Peki, ne yapmamız gerekiyor? Türkiye bu tarikat-cemaat-zırcahil kuşatmasından nasıl kurtulabilir? Profesör Esergül Balcı hem formülü veriyor, hem uyarıyor.

– Tek hedefimiz laik, demokratik, yaratıcı düşünebilen, soran, sorgulayan, bağımsız kişilikli, felsefe-mantık derslerinin yeniden gerçek anlamıyla okutulduğu programlarla öğrenci yetiştirmek olmalıdır.
– Laik, çağdaş, bilimsel eğitime dönmek ve çağı yakalamak artık gerekliliğin ötesinde zorunluluk haline gelmiştir.
– Yarın çok geç olacaktır!

“ÖĞRETİM BİRLİĞİ” 94 YAŞINDA

“ÖĞRETİM BİRLİĞİ” 94 YAŞINDA

Ulusal Eğitim Derneği ve Öğretmen Dünyası adına
Nazım Mutlu, Genel Başkan, Ankara, 3 Mart 2018

(AS : Bizim kapsamlı katkımız yazının altındadır..)

Son yıllarda kimi kurum, kuruluş ve kişilerce yayımlanan eğitim raporlarında yer alan veri ve bunlarla ilgili yorumlarda iç açıcı bir durumun olmaması dikkat çekicidir. En son, “Eğitimde Tarikat ve Medrese Gerçeği” başlıklı dizi yazıda değinilen Prof. Dr. Esergül Balcı ve ekibince hazırlanan eğitim raporunda özetle, 1 milyon çocuğumuzun çeşitli tarikatların elinde olduğu; özellikle Doğu-Güneydoğu illerimizde 800’ün üstünde medresenin işler durumda bulunduğu; büyük kentlerde işletilen apartman-medreselerinin sayısının bile tespit edilemediği; medrese, sıbyan mektebi olarak açılan tarikat-cemaat kurumlarının daha çok eğitim ve sosyoekonomik düzeyi düşük bölgelerde yaygın olduğu bilgileri yer alıyordu.
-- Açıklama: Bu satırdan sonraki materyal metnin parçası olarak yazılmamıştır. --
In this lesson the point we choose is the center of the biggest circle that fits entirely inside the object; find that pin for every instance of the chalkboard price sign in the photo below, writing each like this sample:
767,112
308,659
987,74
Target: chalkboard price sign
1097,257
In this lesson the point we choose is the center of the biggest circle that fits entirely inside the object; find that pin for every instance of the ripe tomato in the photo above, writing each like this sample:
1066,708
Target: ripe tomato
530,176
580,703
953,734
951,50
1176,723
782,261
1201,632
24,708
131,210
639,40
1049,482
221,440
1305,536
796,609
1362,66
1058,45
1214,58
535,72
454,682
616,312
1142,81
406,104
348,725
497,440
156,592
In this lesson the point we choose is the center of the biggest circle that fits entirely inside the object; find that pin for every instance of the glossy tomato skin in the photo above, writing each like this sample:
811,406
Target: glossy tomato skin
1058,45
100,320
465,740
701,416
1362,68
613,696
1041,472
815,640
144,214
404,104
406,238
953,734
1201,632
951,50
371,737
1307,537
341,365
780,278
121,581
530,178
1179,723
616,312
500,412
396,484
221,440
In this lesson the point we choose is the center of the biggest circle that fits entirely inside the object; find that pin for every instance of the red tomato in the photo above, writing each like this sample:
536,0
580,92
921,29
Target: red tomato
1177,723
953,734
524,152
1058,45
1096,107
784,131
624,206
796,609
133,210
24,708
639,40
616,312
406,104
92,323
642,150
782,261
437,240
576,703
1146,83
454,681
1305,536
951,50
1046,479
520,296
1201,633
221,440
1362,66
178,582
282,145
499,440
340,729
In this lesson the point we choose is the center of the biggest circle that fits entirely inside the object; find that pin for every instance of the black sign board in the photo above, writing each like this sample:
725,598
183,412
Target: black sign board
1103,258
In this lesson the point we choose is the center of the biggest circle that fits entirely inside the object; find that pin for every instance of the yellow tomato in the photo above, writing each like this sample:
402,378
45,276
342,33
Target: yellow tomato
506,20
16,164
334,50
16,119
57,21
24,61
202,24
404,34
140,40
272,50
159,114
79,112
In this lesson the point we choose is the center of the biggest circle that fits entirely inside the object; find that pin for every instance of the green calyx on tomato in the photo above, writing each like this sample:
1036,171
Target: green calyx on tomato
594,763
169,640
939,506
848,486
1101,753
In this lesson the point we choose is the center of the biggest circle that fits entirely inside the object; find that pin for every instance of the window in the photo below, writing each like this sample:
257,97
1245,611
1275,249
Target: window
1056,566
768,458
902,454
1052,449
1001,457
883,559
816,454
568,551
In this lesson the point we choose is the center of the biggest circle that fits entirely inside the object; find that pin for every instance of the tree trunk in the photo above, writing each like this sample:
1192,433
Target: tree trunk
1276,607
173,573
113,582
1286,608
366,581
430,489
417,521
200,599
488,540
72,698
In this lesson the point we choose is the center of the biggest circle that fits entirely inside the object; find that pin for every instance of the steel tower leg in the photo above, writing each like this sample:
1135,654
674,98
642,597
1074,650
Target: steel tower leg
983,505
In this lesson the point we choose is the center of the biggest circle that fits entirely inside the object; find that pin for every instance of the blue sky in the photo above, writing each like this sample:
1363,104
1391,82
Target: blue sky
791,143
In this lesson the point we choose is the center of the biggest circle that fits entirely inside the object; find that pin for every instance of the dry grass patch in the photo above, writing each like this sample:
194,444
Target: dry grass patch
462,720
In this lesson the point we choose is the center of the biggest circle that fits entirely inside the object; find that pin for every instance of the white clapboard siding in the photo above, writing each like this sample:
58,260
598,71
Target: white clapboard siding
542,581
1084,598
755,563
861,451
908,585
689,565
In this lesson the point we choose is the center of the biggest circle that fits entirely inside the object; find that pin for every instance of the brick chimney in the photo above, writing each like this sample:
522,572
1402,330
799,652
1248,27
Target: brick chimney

Bu ve benzer nitelikteki saptamalarla karşılaşıldıkça 70 yıldır kemirilen, son yıllarda ise lokma lokma yutulmaya çalışılan Cumhuriyet devrimlerinin değeri daha iyi anlaşılmaktadır. 94 yıl önce, 3 Mart 1924’te çıkarılan ve “Üç Devrim Yasası”ından biri olan Tevhîd-i Tedrisat’ın (Öğretim Birliği) maddelerine bakıldığında (öbürleri: Şer’iye ve Evkaf Vekâleti ile Halifeliğin Kaldırılması), yapılan işin salt bir eğitim devrimi olmadığı, bunun en çok da yeni kurulan ulus-devletin temelini sağlamlaştıran harç olduğu görülür. Toplam yedi maddeden oluşan 430 sayılı yasaya göre; yerli, yabancı, özel bütün eğitim kurumları Milli Eğitim Bakanlığına (Maarif Vekâleti) bağlanıyor, bu okulların bütçesini yine Milli Eğitim Bakanlığı üstleniyor, okulların eğitici kadroları Bakanlık bünyesine alınıyor, din adamı yetiştirmek üzere de Darülfünun (Üniversite)’da bir İlahiyat Fakültesi açılması kararlaştırılıyor.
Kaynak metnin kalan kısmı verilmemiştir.